Computational algorithms may play an important role in the process of elucidation of structure–activity relationships for many molecular systems and biological problems (Aguilera and Rodriguez-Gonzalez, 2014, Barresi et al., 2013, Gonzalez-Diaz et al., 2011, Munteanu et al., 2009). In particular, the theoretical biology has been useful in the study of anti-HIV drugs and/or their molecular targets (Jain Pancholi et al., 2014, Ogul, 2009, Speck-Planche et al., 2012, Weekes and Fogel, 2003, Xu et al., 2013). However, classic algorithms useful to connect the structure of a single molecule with its biological properties are unable to study the effect of combinations (cocktails) of drugs over epidemiological outbreaks in large populations with different social and economic factors. For instance, infections with HIV are commonly treated with antiretroviral drug combinations. These treatments could diminish the risk of HIV transmission (Castilla et al., 2005, Ping et al., 2013). In addition, the rates of disease progression, opportunistic infections, and mortality decreased with the implementation of HAART, and the combination of anti-HIV drugs resulted in longer survival and a better quality of life for the people infected with the virus (Colombo et al., 2014). The most common drug treatment administered to patients consists of two nucleoside reverse transcriptase inhibitors combined with either a non-nucleoside reverse transcriptase inhibitor, a “boosted” protease inhibitor or integrase strand transfer inhibitors (INSTIs), which resulted in decreased HIV RNA levels (<50 copies/mL) at 48 weeks and CD4 cell increases in the majority of patients (Usach et al., 2013). Research indicates (McMahon et al., 2011) that despite HAART therapy, HIV infected individuals who are poor, homeless, hungry, or have less education, continue to have a higher risk of death. Additionally, researchers (McMahon et al., 2011) suggest that HIV-infected individuals of low socioeconomic status (SES) are more likely to have increased mortality rates than those who are not living under these adverse conditions. Therefore, resources for HIV testing care and proven economic interventions should be directed to areas of economically disadvantaged people (McDavid Harrison et al., 2008).

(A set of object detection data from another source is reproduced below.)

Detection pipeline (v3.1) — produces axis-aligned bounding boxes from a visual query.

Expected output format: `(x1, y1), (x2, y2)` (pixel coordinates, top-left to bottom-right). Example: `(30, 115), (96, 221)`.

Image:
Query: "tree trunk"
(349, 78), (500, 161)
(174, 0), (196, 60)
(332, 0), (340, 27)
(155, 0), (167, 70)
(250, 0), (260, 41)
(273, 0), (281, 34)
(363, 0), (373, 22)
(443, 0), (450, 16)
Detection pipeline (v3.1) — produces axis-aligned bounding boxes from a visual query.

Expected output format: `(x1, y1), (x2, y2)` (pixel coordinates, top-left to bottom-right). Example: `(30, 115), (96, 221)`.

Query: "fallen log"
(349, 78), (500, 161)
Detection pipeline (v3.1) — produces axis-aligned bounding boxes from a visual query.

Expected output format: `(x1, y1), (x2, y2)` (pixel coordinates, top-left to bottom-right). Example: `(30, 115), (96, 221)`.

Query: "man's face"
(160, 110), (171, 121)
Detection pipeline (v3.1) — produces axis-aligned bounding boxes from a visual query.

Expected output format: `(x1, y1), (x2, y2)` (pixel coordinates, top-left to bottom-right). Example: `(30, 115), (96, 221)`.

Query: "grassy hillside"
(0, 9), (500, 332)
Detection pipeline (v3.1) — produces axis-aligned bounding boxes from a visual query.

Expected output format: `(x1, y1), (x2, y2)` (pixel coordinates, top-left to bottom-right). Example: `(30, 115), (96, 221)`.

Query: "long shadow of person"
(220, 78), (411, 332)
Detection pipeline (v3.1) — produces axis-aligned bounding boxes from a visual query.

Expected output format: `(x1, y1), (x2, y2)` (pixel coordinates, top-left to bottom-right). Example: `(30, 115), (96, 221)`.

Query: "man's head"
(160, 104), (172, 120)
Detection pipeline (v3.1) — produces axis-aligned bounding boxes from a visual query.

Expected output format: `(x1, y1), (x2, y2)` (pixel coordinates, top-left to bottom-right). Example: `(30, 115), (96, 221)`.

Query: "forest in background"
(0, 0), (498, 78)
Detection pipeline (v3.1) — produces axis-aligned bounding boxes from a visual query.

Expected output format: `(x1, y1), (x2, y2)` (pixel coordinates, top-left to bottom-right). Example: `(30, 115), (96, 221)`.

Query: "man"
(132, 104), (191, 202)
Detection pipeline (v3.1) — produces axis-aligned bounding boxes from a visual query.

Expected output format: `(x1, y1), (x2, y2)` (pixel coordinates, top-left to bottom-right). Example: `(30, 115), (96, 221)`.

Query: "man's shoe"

The case of the United States (U.S.) is interesting for theoretical studies due to the abundance of epidemiological information. Holtgrave and Crosby (2003) found an important correlation (r = 0.469, p < 0.01) between the income inequality and the AIDS case rates at state level in the U.S. In addition, in 2010, the U.S. National HIV Behavioural Surveillance System developed a study about HIV infection among heterosexuals at increased risk, involving a total of 12,478 persons. Out of 8473 participants, 197 (2.3%) participants were positive for HIV infection, and prevalence was similar for men (2.2%) and women (2.5%). The research study shows a higher prevalence in persons who reported less than a high school education (3.1%), compared with those with a high school education (1.8%). Income inequality, employment, and other social variables also seem to be relevant on AIDS epidemiology. Prevalence was also higher in those with an annual household income of less than $10,000 (2.8%), compared to those with an income of $20,000 or more (1.2%) (CDC, 2013). Moreover, the percentage of HIV-infected individuals was higher in participants who reported being unemployed (1.1%) or disabled (and unemployed) (2.7%), compared to employed (0.4%) ones. Some authors, such as Mondal and Shitan (2013), commented in their study connections among life expectancy, income, educational attainment, fertility, health facilities, and HIV prevalence.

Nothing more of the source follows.